If you’ve read any of my other features in this ‘Haunted Manchester’ series of ramblings you will know that we have covered stately homes, churches and even the odd brewery, but one place we have never gone ghost hunting is in the forest.
Sometimes, especially when you live in the metropolitan centre of our great city, it is hard to remember that forests, hills and sprawling farmland still exist. However, just a short journey 3 miles northeast of the city centre in Blackley is a beautiful and very ancient woodland called Boggart Hole Clough.
And guess what? It’s very, very haunted.
Covering 170-odd acres of dense woodland that envelopes several ‘cloughs’ (the local word for steep-sided wooded ravine) this dark forest has roots in the Bronze Age and is subsequently loaded with spiritual history and a general eerie ambience. Anyone else getting serious Blair Witch vibes?
The most famous legend that whispers through the trees is of the Boggart. Now, you might recognise the name from the Harry Potter franchise, and if you do, you will know that a Boggart is a mischievous, goblin-like creature, but did you know that this comes specifically from Lancashire folklore? That means here!
Boggarts have the ability to turn milk sour, to make objects disappear and to make dogs unable to walk. In fact, dogs do not like Boggarts at all, so do not be surprised when your pooch starts snarling at nothing among the trees at Hole Clough.
According to legend, the Boggart of Boggart Hole Clough inhabits an old farmhouse which has been left to crumble in the woods and is almost entirely encapsulated in dark foliage. However, Boggarts are also partial to hanging out under bridges, in various muddy holes, around sharp bends and in bushes – all of which Boggart Hole Clough has in droves.

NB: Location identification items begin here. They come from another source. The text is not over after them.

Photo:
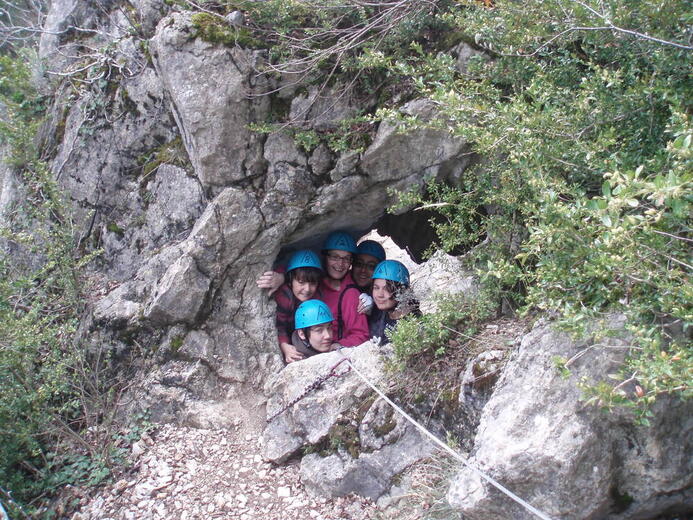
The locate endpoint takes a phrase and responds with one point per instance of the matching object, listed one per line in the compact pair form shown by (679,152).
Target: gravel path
(184,473)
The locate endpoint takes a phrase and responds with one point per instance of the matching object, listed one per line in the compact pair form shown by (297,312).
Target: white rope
(447,448)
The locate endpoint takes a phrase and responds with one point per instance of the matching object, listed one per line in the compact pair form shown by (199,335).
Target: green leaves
(584,195)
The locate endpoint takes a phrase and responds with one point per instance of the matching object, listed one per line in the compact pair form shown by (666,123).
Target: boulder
(566,458)
(309,420)
(429,153)
(442,274)
(214,128)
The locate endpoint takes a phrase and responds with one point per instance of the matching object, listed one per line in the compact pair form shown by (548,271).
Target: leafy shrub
(457,317)
(56,400)
(584,195)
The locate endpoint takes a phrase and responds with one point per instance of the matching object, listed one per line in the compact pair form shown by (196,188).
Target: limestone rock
(214,128)
(322,108)
(149,13)
(429,153)
(311,418)
(442,274)
(179,295)
(567,459)
(370,475)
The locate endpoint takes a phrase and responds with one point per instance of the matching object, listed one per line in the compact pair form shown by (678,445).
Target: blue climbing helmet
(312,312)
(340,240)
(303,258)
(371,247)
(391,270)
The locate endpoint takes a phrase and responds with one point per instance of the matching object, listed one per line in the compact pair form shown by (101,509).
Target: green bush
(457,318)
(55,402)
(583,202)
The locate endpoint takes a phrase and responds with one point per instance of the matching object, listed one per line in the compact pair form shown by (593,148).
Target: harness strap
(340,320)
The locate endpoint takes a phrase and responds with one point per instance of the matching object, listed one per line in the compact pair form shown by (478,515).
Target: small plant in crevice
(172,152)
(57,396)
(425,498)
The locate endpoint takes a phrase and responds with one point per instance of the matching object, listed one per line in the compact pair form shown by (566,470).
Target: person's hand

Most importantly, or should I say terrifyingly, Boggarts have a certain penchant towards children, and the cases of missing children in Boggart Hole Clough since the 18th century are numerous.
It’s got to be said at this point, the addition of numerous playgrounds and tennis courts in the wood now seems like a stupid idea. It’s a bit like putting a tower of profiteroles in the middle of an Over-Eating Anonymous meeting and wondering why no one loses any weight… if you believe in Mr Boggart that is.

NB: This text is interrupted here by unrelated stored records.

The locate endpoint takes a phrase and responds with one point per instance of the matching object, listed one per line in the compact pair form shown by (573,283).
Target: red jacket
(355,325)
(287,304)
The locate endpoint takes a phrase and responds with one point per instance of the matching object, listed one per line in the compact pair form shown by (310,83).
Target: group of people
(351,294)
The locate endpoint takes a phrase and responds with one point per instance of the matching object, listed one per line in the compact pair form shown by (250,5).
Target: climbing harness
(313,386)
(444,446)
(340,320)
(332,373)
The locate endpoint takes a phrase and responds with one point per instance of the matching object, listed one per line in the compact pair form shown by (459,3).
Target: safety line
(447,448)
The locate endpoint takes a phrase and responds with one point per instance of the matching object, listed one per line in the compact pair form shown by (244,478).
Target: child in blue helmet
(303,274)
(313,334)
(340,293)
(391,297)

Speaking of Mr Boggart, all the folklore books suggest that the WORST thing you can do with a boggart is give it a name. If you do, it will attach itself to you and pursue you to the ends of the earth until it has you in its spindly fingered grasp. Wait, does Mr Boggart count as a name? Shit.
Looks like I don’t have long left to live, so I’ll wrap this one up. Boggart Hole Clough is clearly creepy A.F with its thick lining of trees, dark foliage and steep muddy gulleys and if a malevolent, child-eating monster was to live anywhere it would probably be here.
That being said, if anything was to give you the willies, it would be a quiet woodland with creaking branches and the wind whistling through the trees to the tune of ‘the Boggart is going to get you’ and so it is hardly surprising this stretch of land is home to countless haunting tales and legends of this nature.